Additional secondary endpoints included were: clinical Global Impression of Change (CGIC) score; serum copper and ceruloplasmin levels; the unified Wilson’s Disease Rating Scale (UWDRS); modified Nazer score; cognitive assessments and standard safety assessments. In addition, an independent adjudication committee blinded to the allocated treatment, and study centres assessed key efficacy and safety parameters to determine clinical stability of the patient.
About Trientine Tetrahydrochloride
Trientine tetrahydrochloride is an investigational, novel oral trientine formulation with Orphan Drug Designation under development through a 505(b)(2) pathway for the treatment of Wilson’s Disease maintenance patients.
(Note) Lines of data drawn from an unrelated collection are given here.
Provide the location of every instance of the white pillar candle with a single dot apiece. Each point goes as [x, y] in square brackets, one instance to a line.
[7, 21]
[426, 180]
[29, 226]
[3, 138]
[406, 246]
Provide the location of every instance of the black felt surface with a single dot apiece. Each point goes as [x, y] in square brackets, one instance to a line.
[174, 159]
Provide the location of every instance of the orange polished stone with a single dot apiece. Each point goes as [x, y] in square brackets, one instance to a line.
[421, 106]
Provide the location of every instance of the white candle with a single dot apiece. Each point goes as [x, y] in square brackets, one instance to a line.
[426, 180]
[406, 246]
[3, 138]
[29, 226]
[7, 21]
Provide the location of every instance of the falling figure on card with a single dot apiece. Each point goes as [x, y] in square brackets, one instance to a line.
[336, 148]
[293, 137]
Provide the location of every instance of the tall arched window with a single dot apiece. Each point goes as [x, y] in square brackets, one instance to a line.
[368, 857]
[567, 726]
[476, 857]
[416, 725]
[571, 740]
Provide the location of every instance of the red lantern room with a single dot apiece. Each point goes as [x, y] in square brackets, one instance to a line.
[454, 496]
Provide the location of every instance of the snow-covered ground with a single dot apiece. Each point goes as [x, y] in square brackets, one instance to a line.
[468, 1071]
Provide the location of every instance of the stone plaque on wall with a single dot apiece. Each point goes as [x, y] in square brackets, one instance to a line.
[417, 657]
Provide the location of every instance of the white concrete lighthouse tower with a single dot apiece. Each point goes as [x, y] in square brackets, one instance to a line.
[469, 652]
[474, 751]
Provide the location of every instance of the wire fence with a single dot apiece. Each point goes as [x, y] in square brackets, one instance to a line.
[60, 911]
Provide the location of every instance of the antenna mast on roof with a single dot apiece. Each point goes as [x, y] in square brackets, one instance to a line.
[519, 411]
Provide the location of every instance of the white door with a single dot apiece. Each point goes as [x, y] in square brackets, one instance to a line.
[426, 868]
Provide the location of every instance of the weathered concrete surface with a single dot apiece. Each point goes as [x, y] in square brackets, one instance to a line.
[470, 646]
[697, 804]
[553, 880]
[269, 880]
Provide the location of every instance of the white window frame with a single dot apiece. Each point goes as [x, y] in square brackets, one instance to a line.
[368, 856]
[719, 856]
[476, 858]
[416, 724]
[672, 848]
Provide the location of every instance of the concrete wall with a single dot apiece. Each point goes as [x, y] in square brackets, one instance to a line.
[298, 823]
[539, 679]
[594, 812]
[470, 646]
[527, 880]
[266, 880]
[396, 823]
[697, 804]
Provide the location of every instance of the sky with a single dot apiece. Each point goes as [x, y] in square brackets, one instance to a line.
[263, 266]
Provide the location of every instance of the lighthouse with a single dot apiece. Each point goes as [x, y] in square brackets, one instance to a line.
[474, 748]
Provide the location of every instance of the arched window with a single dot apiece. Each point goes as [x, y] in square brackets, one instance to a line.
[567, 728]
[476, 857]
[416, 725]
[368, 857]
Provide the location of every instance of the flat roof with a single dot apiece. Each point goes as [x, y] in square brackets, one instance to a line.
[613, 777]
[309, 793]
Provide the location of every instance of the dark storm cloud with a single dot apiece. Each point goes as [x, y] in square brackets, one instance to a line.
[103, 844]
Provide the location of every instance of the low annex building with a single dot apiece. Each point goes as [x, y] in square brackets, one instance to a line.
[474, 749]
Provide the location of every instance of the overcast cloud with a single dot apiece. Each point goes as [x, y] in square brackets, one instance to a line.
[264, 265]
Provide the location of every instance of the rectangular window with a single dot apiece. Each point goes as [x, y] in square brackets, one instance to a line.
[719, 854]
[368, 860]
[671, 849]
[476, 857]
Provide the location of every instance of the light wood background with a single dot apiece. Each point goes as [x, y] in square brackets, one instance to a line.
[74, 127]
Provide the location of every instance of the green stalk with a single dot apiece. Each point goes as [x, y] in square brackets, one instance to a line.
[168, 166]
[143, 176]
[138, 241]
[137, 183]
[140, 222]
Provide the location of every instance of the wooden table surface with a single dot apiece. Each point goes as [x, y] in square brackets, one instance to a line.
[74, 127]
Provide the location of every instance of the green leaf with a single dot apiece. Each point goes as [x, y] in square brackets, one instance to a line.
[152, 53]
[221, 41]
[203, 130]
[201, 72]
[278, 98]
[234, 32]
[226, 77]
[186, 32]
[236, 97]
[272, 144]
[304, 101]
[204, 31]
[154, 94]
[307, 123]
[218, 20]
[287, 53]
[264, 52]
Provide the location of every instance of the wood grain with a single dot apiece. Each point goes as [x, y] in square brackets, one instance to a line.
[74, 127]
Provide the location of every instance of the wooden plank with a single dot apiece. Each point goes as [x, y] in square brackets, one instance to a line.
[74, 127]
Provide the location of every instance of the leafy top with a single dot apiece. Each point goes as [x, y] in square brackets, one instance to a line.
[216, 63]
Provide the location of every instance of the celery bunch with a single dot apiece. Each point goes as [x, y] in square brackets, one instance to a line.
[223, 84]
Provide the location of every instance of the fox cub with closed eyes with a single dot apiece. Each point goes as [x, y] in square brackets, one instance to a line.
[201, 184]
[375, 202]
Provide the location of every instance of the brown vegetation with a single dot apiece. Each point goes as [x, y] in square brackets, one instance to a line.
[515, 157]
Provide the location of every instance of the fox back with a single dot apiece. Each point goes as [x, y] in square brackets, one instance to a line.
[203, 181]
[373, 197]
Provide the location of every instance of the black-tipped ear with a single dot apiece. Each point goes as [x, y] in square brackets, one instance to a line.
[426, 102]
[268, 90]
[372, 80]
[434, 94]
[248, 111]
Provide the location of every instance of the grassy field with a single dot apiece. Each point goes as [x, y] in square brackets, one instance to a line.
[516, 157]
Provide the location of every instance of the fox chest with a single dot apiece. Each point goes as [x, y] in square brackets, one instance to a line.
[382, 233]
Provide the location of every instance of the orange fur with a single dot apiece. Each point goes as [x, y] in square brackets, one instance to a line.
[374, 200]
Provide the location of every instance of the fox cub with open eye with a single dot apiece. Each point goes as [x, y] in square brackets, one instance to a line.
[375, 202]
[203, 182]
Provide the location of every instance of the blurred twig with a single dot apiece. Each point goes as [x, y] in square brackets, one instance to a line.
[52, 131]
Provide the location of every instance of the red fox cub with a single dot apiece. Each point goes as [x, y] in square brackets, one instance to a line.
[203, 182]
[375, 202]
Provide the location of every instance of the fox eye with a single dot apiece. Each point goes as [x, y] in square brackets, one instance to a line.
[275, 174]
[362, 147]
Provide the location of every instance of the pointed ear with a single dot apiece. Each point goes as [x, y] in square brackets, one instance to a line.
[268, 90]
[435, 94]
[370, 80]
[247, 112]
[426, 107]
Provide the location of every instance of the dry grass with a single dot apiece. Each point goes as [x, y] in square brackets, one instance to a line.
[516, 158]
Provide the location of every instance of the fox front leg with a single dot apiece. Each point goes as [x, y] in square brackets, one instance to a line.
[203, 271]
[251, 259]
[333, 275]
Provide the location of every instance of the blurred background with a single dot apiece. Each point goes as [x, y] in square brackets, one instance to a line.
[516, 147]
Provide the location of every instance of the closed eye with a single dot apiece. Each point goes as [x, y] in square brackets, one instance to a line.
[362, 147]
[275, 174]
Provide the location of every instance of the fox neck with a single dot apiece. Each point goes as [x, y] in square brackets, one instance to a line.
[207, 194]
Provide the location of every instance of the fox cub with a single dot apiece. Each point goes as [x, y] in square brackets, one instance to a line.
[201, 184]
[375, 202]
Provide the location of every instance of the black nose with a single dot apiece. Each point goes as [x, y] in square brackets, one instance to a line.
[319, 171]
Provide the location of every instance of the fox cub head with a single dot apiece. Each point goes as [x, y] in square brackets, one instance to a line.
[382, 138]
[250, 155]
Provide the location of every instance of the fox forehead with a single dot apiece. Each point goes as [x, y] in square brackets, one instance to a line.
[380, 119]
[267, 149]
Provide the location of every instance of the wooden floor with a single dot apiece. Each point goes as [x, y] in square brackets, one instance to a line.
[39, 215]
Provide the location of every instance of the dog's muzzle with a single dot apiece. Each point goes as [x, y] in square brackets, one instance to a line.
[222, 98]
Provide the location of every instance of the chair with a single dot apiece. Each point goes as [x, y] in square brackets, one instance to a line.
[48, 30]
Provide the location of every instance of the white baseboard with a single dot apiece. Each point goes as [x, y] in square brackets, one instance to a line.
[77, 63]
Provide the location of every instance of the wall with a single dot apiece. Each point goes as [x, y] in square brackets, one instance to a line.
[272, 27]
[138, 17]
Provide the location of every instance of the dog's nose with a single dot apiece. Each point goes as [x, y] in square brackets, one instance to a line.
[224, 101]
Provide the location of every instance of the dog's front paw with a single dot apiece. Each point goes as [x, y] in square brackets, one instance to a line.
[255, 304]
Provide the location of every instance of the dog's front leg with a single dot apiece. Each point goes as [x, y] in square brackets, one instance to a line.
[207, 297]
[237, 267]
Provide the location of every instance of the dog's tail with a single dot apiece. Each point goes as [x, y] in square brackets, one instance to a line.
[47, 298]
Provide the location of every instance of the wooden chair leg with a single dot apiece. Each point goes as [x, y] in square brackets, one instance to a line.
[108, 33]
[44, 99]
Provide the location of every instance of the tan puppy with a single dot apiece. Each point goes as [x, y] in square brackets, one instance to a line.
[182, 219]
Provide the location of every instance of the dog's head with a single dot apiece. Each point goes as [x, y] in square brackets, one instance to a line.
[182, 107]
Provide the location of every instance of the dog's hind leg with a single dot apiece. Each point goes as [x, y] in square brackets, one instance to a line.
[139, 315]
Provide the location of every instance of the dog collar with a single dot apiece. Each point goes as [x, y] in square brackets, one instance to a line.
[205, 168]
The trientine tetrahydrochloride NDA is planned to be submitted mid-year 2021. If approved by the FDA, Orphalan intends to market trientine tetrahydrochloride itself in the US.
About the Trientine Tetrahydrochloride Clinical Development Program
The key components of the clinical development program of trientine tetrahydrochloride include the CHELATE trial, a Phase 3, open-label, six-month safety and efficacy study in maintenance Wilson’s Disease patients, along with pharmacokinetic bridging studies comparing trientine tetrahydrochloride to two formulations of trientine dihydrochloride, Triumph I and Triumph 2. The CHELATE clinical development program also includes the CHELATE extension phase, assessing the safety, efficacy and tolerability of trientine tetrahydrochloride and d-Penicillamine over a period of 1 year.
Cuprior™ is a form of trientine tetrahydrochloride which is approved in the EU for patients intolerant to d-Penicillamine. Of the estimated 5,000 diagnosed Wilson’s Disease patients in the EU, we estimate 25% are considered intolerant.
Cuprior™ is contraindicated in patients hypersensitive to trientine.
Cuprior™ is a registered and unregistered trademark of Orphalan.
For important safety information and full prescribing information, including patient information for Cuprior™ please visit https://www.cuprior.com
Trientine tetrahydrochloride is under investigation and not approved for use in any indication in the United States.
At Orphalan, our mission is clear: we are pioneers in orphan diseases. Orphalan is a company that identifies, develops and delivers innovative treatments to patients with rare diseases. Orphalan was founded in 2011 and has launched Cuprior™ across Europe with its own commercial organisation.